After the last changes in the quantization in the following commit, I am facing some issues:
I get the following error:
File "/home/tvm/tvm/python/tvm/relay/quantize/_partition.py", line 136, in add_partition_function
if 'cuda' in _target.current_target().keys:
AttributeError: 'NoneType' object has no attribute 'keys'
If I remove the problematic code in 1, the accuracy of a quantized model, which was previously working, drops to the point that the output of the model is not valid anymore.
@vinx13 can you have a look into this?

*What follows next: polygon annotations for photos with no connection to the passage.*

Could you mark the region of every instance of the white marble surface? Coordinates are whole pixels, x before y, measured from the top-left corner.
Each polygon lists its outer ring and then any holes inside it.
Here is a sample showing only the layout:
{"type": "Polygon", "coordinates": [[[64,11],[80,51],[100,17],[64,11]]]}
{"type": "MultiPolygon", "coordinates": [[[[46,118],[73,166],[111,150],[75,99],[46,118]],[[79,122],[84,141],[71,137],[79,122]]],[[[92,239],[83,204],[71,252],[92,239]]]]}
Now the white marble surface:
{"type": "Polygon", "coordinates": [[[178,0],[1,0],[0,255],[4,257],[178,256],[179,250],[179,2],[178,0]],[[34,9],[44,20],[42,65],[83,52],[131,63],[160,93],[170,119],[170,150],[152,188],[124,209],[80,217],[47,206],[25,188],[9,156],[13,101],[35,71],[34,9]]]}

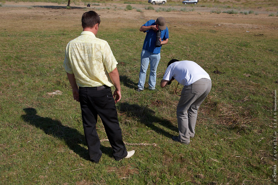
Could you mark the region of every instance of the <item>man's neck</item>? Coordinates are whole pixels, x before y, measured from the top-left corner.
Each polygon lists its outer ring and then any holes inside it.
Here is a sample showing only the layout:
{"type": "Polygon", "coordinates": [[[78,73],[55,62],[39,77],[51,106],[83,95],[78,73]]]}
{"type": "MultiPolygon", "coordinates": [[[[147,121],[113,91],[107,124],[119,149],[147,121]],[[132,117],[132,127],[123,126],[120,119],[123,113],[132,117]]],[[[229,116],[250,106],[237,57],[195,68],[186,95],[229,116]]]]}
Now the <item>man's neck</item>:
{"type": "Polygon", "coordinates": [[[96,35],[98,33],[97,31],[96,31],[95,29],[95,27],[92,28],[87,27],[83,28],[83,31],[91,31],[95,35],[96,35]]]}

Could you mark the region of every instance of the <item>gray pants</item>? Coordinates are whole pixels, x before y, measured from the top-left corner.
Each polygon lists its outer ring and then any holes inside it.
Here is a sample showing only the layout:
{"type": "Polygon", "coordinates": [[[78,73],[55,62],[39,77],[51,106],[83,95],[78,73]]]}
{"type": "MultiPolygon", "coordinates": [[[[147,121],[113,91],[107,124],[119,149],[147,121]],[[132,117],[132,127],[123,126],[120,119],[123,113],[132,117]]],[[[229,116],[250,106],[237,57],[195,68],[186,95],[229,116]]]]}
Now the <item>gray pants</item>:
{"type": "Polygon", "coordinates": [[[211,88],[211,81],[206,78],[200,79],[183,88],[177,107],[179,141],[189,143],[190,137],[194,137],[198,109],[211,88]]]}

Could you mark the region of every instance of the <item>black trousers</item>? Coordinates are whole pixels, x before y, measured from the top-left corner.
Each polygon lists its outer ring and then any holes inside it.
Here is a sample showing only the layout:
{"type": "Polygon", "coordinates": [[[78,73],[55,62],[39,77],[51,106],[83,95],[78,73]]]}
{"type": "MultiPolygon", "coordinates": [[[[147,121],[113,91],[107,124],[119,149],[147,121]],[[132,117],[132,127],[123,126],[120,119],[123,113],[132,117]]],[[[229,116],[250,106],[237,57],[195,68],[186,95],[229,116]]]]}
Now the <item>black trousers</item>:
{"type": "Polygon", "coordinates": [[[127,152],[123,141],[115,101],[110,88],[105,86],[103,89],[100,88],[79,88],[83,128],[90,158],[98,162],[102,154],[95,128],[98,115],[113,149],[113,156],[118,161],[126,157],[127,152]]]}

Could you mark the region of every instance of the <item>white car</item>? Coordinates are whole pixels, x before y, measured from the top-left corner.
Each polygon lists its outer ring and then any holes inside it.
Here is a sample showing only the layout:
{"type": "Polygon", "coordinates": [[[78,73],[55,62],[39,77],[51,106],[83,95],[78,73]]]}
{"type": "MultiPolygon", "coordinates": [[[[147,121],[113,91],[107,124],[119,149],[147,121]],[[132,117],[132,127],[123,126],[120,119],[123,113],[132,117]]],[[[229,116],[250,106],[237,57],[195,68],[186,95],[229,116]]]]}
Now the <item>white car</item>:
{"type": "Polygon", "coordinates": [[[167,0],[149,0],[148,2],[151,3],[153,5],[157,4],[162,4],[164,5],[165,3],[167,2],[167,0]]]}

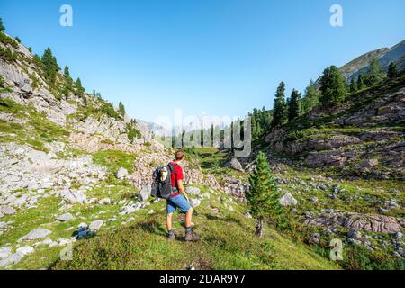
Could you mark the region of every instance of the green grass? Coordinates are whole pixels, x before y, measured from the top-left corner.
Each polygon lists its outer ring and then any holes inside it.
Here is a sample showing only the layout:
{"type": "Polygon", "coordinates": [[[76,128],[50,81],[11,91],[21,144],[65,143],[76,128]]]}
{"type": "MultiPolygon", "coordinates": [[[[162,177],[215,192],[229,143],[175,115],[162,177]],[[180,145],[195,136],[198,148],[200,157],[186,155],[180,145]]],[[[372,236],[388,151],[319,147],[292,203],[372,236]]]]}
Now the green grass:
{"type": "Polygon", "coordinates": [[[133,161],[137,155],[117,150],[99,151],[94,154],[93,161],[95,164],[108,167],[109,171],[115,173],[120,167],[128,172],[133,172],[133,161]]]}
{"type": "Polygon", "coordinates": [[[66,141],[69,132],[49,121],[32,105],[22,106],[9,98],[0,99],[0,112],[12,113],[22,124],[0,122],[1,142],[29,144],[38,150],[48,152],[45,143],[66,141]]]}

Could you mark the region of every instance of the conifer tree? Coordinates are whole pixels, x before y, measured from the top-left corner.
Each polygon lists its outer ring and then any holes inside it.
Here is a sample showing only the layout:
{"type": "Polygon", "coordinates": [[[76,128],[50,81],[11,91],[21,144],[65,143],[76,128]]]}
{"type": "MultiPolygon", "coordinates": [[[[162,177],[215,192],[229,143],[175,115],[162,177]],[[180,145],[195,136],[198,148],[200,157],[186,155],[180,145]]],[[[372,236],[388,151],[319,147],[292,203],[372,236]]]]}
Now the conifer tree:
{"type": "Polygon", "coordinates": [[[357,83],[355,80],[355,77],[352,77],[350,79],[350,86],[349,86],[349,92],[355,93],[357,91],[357,83]]]}
{"type": "Polygon", "coordinates": [[[4,25],[3,24],[3,19],[0,18],[0,32],[4,32],[5,30],[4,25]]]}
{"type": "Polygon", "coordinates": [[[247,200],[252,216],[257,219],[256,235],[263,236],[265,218],[276,227],[285,227],[284,212],[280,204],[281,194],[263,152],[258,154],[256,168],[249,176],[249,183],[247,200]]]}
{"type": "Polygon", "coordinates": [[[65,76],[65,79],[68,81],[68,84],[72,84],[73,83],[73,79],[70,76],[70,71],[69,71],[69,68],[67,66],[65,66],[65,69],[63,70],[63,76],[65,76]]]}
{"type": "Polygon", "coordinates": [[[286,120],[285,83],[281,82],[275,93],[272,127],[281,126],[286,120]]]}
{"type": "Polygon", "coordinates": [[[357,90],[362,90],[365,88],[364,77],[360,74],[357,77],[357,90]]]}
{"type": "Polygon", "coordinates": [[[80,80],[80,78],[77,78],[77,80],[76,80],[75,86],[76,86],[76,94],[78,96],[83,96],[86,90],[85,90],[85,88],[83,88],[82,81],[80,80]]]}
{"type": "Polygon", "coordinates": [[[370,70],[365,74],[365,85],[367,86],[379,85],[383,81],[384,76],[384,73],[381,70],[380,62],[376,58],[374,58],[370,63],[370,70]]]}
{"type": "Polygon", "coordinates": [[[315,83],[310,80],[310,84],[305,88],[305,94],[302,101],[302,113],[305,114],[312,110],[320,101],[320,93],[315,86],[315,83]]]}
{"type": "Polygon", "coordinates": [[[49,83],[54,83],[57,72],[60,69],[50,48],[47,48],[40,58],[44,68],[44,76],[49,83]]]}
{"type": "Polygon", "coordinates": [[[327,68],[320,78],[320,104],[331,106],[342,102],[346,95],[346,79],[336,66],[327,68]]]}

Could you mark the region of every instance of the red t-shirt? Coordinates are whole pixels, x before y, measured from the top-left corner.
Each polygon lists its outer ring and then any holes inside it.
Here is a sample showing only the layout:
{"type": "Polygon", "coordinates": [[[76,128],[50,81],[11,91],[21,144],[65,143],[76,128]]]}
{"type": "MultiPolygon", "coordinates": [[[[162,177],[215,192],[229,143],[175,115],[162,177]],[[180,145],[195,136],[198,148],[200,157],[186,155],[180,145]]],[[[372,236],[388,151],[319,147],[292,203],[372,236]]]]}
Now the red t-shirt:
{"type": "MultiPolygon", "coordinates": [[[[176,164],[175,162],[170,162],[170,164],[172,166],[174,166],[174,170],[176,172],[176,173],[171,173],[171,176],[170,176],[171,180],[172,180],[172,187],[177,187],[177,189],[178,189],[177,181],[183,180],[184,178],[184,175],[183,174],[183,169],[180,166],[180,165],[176,164]]],[[[174,194],[172,195],[172,197],[177,196],[178,194],[180,194],[180,193],[176,192],[176,194],[174,194]]]]}

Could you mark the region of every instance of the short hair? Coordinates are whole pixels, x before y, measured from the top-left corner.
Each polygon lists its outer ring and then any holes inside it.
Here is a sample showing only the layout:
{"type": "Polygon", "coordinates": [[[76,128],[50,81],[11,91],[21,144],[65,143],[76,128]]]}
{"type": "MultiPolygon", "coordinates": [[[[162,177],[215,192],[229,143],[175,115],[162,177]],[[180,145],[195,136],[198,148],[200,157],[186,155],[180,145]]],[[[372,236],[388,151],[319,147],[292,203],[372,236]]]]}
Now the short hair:
{"type": "Polygon", "coordinates": [[[184,151],[178,150],[177,152],[176,152],[176,161],[183,160],[184,158],[184,151]]]}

I saw that the mentioned commit touches some aspects of accuracy.
diff --git a/python/tvm/relay/quantize/_partition.py b/python/tvm/relay/quantize/_partition.py
index 1180d836..d794b4e3 100644
--- a/python/tvm/relay/quantize/_partition.py
+++ b/python/tvm/relay/quantize/_partition.py
@@ -85,8 +85,8 @@ def add_partition_generic(ref_call, new_args, ctx):
# %10 = add(%9, %meta[relay.Constant])
# %11 = add(%3, %10) <- need to insert annotations for %3, %10
# ...
- lhs = new_args[0].realize()
- rhs = new_args[1].realize()
+ #lhs = new_args[0].realize()
+ #rhs = new_args[1].realize()
return _forward_op(ref_call, [lhs, rhs])
elif not lhs_cond and rhs_cond:
# - introduced by residual connection in ResNet
@@ -102,7 +102,7 @@ def add_partition_generic(ref_call, new_args, ctx):
# %25 = add(%24, %meta[relay.Constant])
# %26 = add(%18, %25) <- need to insert annotations for %25
# ...
- rhs = new_args[1].realize()
+ #rhs = new_args[1].realize()
return _forward_op(ref_call, [lhs, rhs])
elif lhs_cond and not rhs_cond:
if _analysis.check_constant(rhs):
diff --git a/python/tvm/relay/quantize/quantize.py b/python/tvm/relay/quantize/quantize.py
index adde2058..ca267ec3 100644
--- a/python/tvm/relay/quantize/quantize.py
+++ b/python/tvm/relay/quantize/quantize.py
@@ -401,8 +401,8 @@ def prerequisite_optimize(graph, params=None):
graph = _bind_params(graph, params)
mod = _module.Module.from_expr(graph)
- with _transform.PassContext(opt_level=3):
- mod = optimize(mod)
+ #with _transform.PassContext(opt_level=3):
+ mod = optimize(mod)
return mod["main"]
This is a temporary fix for the issue.
After applying this patch, accuracy of resent18/resnet50 v1/v2 are normal.
Summary of the issues:
Because of realize call in the partition pass, some of the additions in the quantized model will be int8 addition (instead of casting from int8 to int32 before addition). In this case, if the scale is not carefully chosen, overflow is likely to happen.
prerequisite_optimize uses opt_level=3. In my past experiments I observed some accuracy issue because of FoldScaleAxis. This pass is also applied to the model that is used for calibration. As a result, the collected output from the calibration set might contain more outlier. Simply taking maximum of the output as the scale might not work in this case. (Instead we may want to remove the outlier such as using 99% maximum)